Valentino Rossi si prepara alla seconda sfida stagionale in Argentina, dove sarà doveroso salire sul podio per poter rincorrere il sogno del decimo titolo iridato e non consentire a Jorge Lorenzo di prendere subito il largo. L’atmosfera della MotoGP resta ancora infuocata dopo i fatti di Sepang e i fischi indirizzati al maiorchino e a Marc Marquez in Qatar sono un segno evidente.

A Termas de Rio Hondo gran parte del pubblico sarà dalla sua parte, come del resto avviene quasi ovunque. “Qui c’è una bellissima atmosfera e devo dire che già dal 2014, quando siamo arrivati in Argentina la prima volta, c’era davvero un gran tifo. Poi c’è stata la gara dell’anno scorso, con la vittoria entusiasmante ed il podio con la maglietta di Maradona, ha fatto aumentare l’entusiasmo – ha confessato Valentino Rossi nella conferenza stampa del giovedì -. Per noi piloti è praticamente impossibile uscire: nel 2014 mi ha dovuto riportare in albergo la polizia, però è bello perché si può vedere che c’è una grandissima passione. Si vede che è un grande evento, quindi sarà bello provare a fare un bel weekend”.

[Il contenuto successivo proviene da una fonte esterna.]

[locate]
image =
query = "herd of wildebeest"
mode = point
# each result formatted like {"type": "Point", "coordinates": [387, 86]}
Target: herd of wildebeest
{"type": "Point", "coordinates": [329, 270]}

A volte l’affetto dei tifosi non facilita la concentrazione, “ma fa parte del gioco ed è sempre bello ricevere tanto affetto”. E in Qatar i suoi fan hanno dimostrato il proprio calore fischiando i suoi avversari, che sia giusto o meno. “Non credo che in Qatar ci fossero tanti italiani, ma vedremo le prossime gare”. Jorge Lorenzo ha provato a invocare il suo aiuto per mettere fine a questi episodi che solitamente non fanno parte del Motomondiale, ma il campione di Tavullia risponde: “Questa situazione però non è colpa mia”.

A tal proposito è stato interpellato anche il suo compagno di squadra in Yamaha: “Sono il campione del mondo, ho gareggiato per vincere tutte le gare in maniera leale: a parte l’aver battuto qualche pilota in particolare, non credo di aver fatto nulla di male”.